The Academy, October 3rd, 1885.
As Capt. Richard F. Burton’s translation of The Thousand and One Nights is likely for several reasons to awaken a literary controversy, the following letter from Mr. John Addington Symonds in the Academy of October 3 will be read with interest. The subject upon which it touches is an important one, and one which must be regarded from a scholarly as well as a moral point of view. Mr. Symonds writes like the scholar that he is; we shall soon see how the moralists write, and if they say anything to the point we shall copy it:—
Am Hof, Davos Platz, Switzerland, September 27th, 1885.
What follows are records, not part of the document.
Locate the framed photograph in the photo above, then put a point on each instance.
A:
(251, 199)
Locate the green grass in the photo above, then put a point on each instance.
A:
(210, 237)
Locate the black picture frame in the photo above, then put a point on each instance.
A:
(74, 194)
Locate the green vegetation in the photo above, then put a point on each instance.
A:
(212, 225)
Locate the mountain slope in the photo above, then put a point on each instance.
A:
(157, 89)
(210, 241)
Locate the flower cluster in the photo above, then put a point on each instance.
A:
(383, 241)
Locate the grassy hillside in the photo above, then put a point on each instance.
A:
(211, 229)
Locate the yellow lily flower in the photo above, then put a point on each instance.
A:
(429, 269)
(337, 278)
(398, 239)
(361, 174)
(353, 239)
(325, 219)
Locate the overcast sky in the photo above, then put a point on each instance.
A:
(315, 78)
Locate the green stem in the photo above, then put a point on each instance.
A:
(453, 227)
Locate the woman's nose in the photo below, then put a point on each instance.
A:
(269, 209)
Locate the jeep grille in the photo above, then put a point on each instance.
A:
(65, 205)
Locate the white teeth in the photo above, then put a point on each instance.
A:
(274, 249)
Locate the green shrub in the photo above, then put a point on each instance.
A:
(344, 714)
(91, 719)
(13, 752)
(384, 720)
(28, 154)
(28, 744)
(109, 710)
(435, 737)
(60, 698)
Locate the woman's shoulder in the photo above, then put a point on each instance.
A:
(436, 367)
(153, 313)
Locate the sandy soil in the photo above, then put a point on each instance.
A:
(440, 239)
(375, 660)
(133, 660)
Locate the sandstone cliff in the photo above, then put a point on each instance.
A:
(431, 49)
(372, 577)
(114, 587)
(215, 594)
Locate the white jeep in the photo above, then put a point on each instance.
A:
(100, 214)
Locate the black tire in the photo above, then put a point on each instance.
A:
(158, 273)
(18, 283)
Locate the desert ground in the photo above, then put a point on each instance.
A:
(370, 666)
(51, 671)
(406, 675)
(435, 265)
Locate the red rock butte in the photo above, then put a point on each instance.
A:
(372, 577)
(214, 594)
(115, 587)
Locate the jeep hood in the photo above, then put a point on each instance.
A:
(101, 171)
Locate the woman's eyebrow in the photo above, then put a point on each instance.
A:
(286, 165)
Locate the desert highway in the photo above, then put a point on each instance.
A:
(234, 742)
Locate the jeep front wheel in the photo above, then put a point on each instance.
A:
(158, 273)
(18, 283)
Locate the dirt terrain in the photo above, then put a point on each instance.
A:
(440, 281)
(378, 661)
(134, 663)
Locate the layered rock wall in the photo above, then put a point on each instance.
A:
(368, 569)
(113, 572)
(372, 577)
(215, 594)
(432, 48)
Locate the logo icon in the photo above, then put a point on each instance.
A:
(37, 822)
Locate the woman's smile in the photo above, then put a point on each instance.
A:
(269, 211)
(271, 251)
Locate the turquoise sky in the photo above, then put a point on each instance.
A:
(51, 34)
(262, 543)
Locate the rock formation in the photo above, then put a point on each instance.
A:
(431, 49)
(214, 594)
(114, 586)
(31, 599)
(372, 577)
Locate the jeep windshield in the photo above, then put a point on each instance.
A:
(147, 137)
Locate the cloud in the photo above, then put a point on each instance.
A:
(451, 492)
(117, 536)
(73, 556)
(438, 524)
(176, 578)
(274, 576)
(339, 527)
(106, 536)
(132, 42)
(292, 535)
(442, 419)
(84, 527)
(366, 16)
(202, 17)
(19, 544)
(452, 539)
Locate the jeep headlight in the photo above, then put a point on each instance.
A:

“There is an outcry in some quarters against Capt. Burton’s translation of the Arabian Nights. Only one volume of the work has reached me, and I have not as yet read the whole of it. Of the translator’s notes I will not speak, the present sample being clearly insufficient to judge by, but I wish to record a protest against the hypocrisy which condemns his text. When we invite our youth to read an unexpurgated Bible (in Hebrew and Greek, or in the authorised version), an unexpurgated Aristophanes, an unexpurgated Juvenal, an unexpurgated Boccaccio, an unexpurgated Rabelais, an unexpurgated collection of Elizabethan dramatists, including Shakespeare, and an unexpurgated Plato (in Greek or in Prof. Jowett’s English version), it is surely inconsistent to exclude the unexpurgated Arabian Nights, whether in the original or in any English version, from the studies of a nation who rule India and administer Egypt.